Chapter 12 The basics of machine learning

The machine learning flow. source: mlr3 manual

Data: $(y_i,\bf{x}_i)_{i=1,\dots,N}$ where $\bf{x}\in\mathbb{R}^D$ .

Want to predict $y$ from $\bf{x}$ .

Model for prediction: $f(\bf{x})=\theta^T\bf{x}+\theta_0$

12.1 Training vs prediction

12.1.1 Training vs testing (predicting) sets

The entire sample $\mathcal{S}=(y_i,\bf{x}_i)_{i=1,\dots,N}$ is randomly separatedly to two disjoint sets of sample, say $\mathcal{S}_t$ and $\mathcal{S}_p$ , so that

$\mathcal{S}_t\cup\mathcal{S}_p=\mathcal{S},\ \mathcal{S}_t\cap\mathcal{S}_p=\mathcal{S}$

Model training phase: when you are estimating parameters using $\mathcal{S}_t$ .
Model testing phase: when you are evaluating your model performance using $\mathcal{S}_p$ .

12.2 How to train a model

some measure of quality:
- empirical risk minimization: such as SSE

$\min_{\theta,\theta_0}\ \sum_{(y_i,\bf{x}_i)\in\mathcal{S}_t}(y_i-f(\bf{x_i}|\theta,\theta_0))^2/N$

Bayesian inference

12.3 Training while avoiding over/under-fitting

Training without proper reigning will lead to a trained model that performs well in $\mathcal{S}_t$ , but poorly in $\mathcal{S}_p$ .

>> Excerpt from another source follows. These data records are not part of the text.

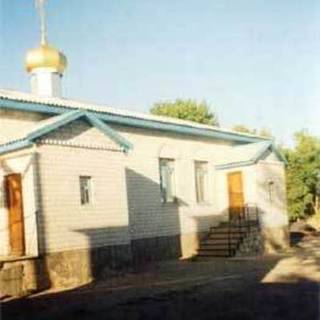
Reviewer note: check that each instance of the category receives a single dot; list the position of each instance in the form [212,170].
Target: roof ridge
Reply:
[95,107]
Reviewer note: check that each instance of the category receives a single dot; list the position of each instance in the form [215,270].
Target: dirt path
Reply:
[278,287]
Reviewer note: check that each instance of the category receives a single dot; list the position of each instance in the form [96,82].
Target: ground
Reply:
[282,287]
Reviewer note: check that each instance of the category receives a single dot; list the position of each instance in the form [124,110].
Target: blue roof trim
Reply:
[260,155]
[63,120]
[14,146]
[132,121]
[235,165]
[112,134]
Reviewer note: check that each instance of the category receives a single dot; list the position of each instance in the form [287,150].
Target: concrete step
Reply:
[227,230]
[215,253]
[220,241]
[225,236]
[218,246]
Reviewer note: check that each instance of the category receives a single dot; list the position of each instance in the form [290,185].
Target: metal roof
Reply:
[52,105]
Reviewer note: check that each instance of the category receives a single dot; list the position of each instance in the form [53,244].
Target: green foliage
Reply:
[187,110]
[262,132]
[303,176]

You want to predict head or tail from a coin tossing. You collect a sample of $(H,T,H,H,H)$ . Randomly separate it into $\mathcal{S}_t=(H,H,H)$ and $\mathcal{S}_p=(H,T)$ .

What is your model?
What is your measure of quality?
What is your parameter estimate?

12.3.1 Reigning while training

Regularization: add penalty term (call regularizer) to our loss function, such as $\left\Vert \bf{\theta}\right\Vert^2$ , with a tunning parameter $\lambda$ . For example,

$\min_{ \bf{\theta}}\ \sum_{(y_i,\bf{x}_i)\in\mathcal{S}_t}(y_i-f(\bf{x_i}| \bf{\theta}))^2/N + \lambda\left\Vert \bf{\theta}\right\Vert^2, \ or$ $\min_{ \bf{\theta}}\ \left\Vert \bf{y}-f(\bf{x}| \bf{\theta})\right\Vert^2/N + \lambda\left\Vert \bf{\theta}\right\Vert^2,$ where $\lambda>0$ is called a tunning parameter that needs to be chosen in the training phase as well.

Addinng a prior

12.3.2 Cross-validation to choose tunning parameter

12.4 Python example

Intall the basic Python machine learning package:

conda_install("m-team","scikit-learn")
# conda_install("m-team","h2o")

cross-validation: https://scikit-learn.org/stable/model_selection.html#model-selection

Regularization of Linear Regression Model:
- Ridge regression
  $\min_{w} || X w - y||_2^2 + \alpha ||w||_2^2$
```
linear_model.Ridge(alpha=0.5) # instance initiation
linear_model.RidgeCV()
```
- Lasso regression
  $\min_{w} { \frac{1}{2n_{\text{samples}}} ||X w - y||_2 ^ 2 + \alpha ||w||_1}$
```
linear_model.Lasso() # instance initiation
```
Stochastic Gradient Descent:
- SGDRegressor:
  a batch size of 1, stochastic gradient descent algorithm.
```
SGDRegressor(
  loss="squared_loss", # OLS Loss function
  panelty="l2", # squared norm of parameters
  alpha=0.0001
  )
```
其他參數還有max_it（全部data可pass through的次數，即epoch，上限），

$Sample\ size(1000) / Batch\ size (250) = Iteration\ times (4)$ One epoch is one complete sample size passing through, which requires four iterations to complete.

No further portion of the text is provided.